If you intend to use the button Start/Stop Recording of the Launchpad, then it is wise to switch the recorder to the mode use default name (for this, long-tap the button Start Rec. in the Console view). That way you don't have to resort to the touchscreen each time you finish a recording.
Changes in Napo 4.17
In connection with the support for the Launchpad Mini (see below), the mechanism had to be changed. The Launchpad Mini can send only on channel 1, which on the other hand is often used for keyboards. Now the following holds:
- When setting the default configuration, always channel 1 is used. It is not anymore necessary to press a Launchpad button for channel detection or to enter a channel number manually.
- A Launchpad MK2 can be set to channel 1, but this is not mandatory, because control messages of Launchpads are now detected by the device name instead of the channel.
- So it is possible without problems to use a Launchpad and at the same time receive note messages on channel 1 from a keyboard, even if the Launchpad sends on channel 1, too.
- On the other hand no control messages of other buttons can be processed on channel 1 if a Launchpad is connected. If, additionally to the Launchpad, you would like to use other buttons for control purposes, these buttons must send on a different channel.
Using a Launchpad Mini
Starting with Napo 4.17, the Launchpad Mini is supported as well. With the Mini model, it is not possible to control the button lamps via RGB values, but there is only a small selection of predefined colours available. Distinguishing stop types etc. by colours is not feasible here. We decided for the colors that are shown here with the Jeux d'orgues Mini app as example:
Using a Launchpad X
The Launchpad X is supported starting with Napo 5.3.
Other Launchpad Models
Napo 5.6 includes experimental support for all currently know Launchpad models.
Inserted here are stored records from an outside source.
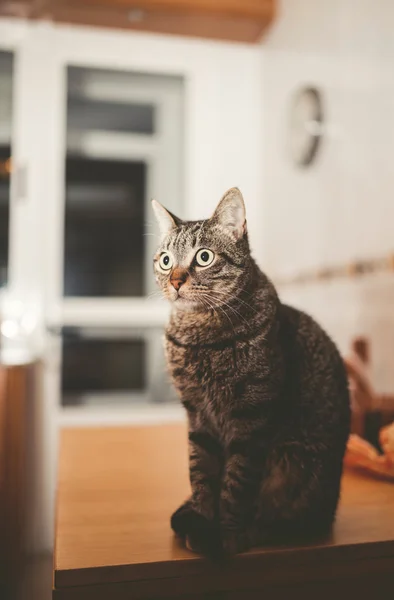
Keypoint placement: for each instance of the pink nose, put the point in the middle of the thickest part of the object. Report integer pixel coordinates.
(177, 283)
(178, 278)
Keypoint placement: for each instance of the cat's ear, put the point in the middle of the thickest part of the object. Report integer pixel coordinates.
(166, 220)
(230, 214)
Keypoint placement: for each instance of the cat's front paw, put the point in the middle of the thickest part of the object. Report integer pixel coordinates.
(200, 534)
(234, 542)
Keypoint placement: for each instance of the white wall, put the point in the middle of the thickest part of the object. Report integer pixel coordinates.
(341, 208)
(222, 148)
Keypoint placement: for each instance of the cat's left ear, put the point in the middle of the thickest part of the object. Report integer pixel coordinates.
(166, 220)
(230, 214)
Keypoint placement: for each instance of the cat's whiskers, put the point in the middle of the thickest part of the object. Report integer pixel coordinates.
(212, 297)
(208, 299)
(237, 299)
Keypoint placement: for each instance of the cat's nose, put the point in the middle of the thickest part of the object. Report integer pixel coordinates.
(178, 278)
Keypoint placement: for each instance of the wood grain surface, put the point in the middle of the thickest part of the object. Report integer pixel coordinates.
(117, 489)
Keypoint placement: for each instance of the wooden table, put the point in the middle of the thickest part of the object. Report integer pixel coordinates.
(117, 489)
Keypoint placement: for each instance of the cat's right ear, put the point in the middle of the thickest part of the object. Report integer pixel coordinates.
(166, 220)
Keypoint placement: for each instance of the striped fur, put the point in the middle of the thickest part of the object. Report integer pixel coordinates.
(264, 388)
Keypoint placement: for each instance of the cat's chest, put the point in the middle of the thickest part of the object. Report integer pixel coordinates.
(204, 375)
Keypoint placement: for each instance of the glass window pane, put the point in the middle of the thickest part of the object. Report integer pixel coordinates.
(6, 69)
(85, 114)
(123, 145)
(113, 367)
(104, 228)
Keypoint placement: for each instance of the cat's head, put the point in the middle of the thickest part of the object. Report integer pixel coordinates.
(201, 264)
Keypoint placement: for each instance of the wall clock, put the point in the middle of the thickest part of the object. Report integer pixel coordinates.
(306, 126)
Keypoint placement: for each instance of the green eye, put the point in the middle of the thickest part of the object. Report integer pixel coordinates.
(165, 261)
(204, 257)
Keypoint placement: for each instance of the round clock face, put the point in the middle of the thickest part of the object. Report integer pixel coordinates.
(306, 125)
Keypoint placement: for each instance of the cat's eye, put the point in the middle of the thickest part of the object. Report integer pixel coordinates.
(165, 261)
(204, 257)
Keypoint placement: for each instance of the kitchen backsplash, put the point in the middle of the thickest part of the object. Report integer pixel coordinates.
(340, 210)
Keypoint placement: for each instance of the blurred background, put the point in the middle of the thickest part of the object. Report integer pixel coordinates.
(105, 104)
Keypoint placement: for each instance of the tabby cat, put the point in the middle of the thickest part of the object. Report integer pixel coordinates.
(264, 388)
These are (see Wikipedia):
|Launchpad Mini MK2||2015|
|Launchpad Pro MK3||2020|
|Launchpad Mini MK3||2020|
Support for models other than Launchpad MK2, Mini and X is not tested but was developed using the programming references (which leave much to be desired). Hence, feedback regarding the behaviour of these models when used with Napo is welcome.
Launchpads under macOS
Under macOS one can have several Napo app on the screen, but of course not all of them should respond to a Napo command at the same time. Starting with version 5.4, only a Napo app which at this time owns the main window is controlled by the Launchpad, unless it has background operation enabled. When changing to another Napo app, the lights of the Launchpads are adjusted accordingly.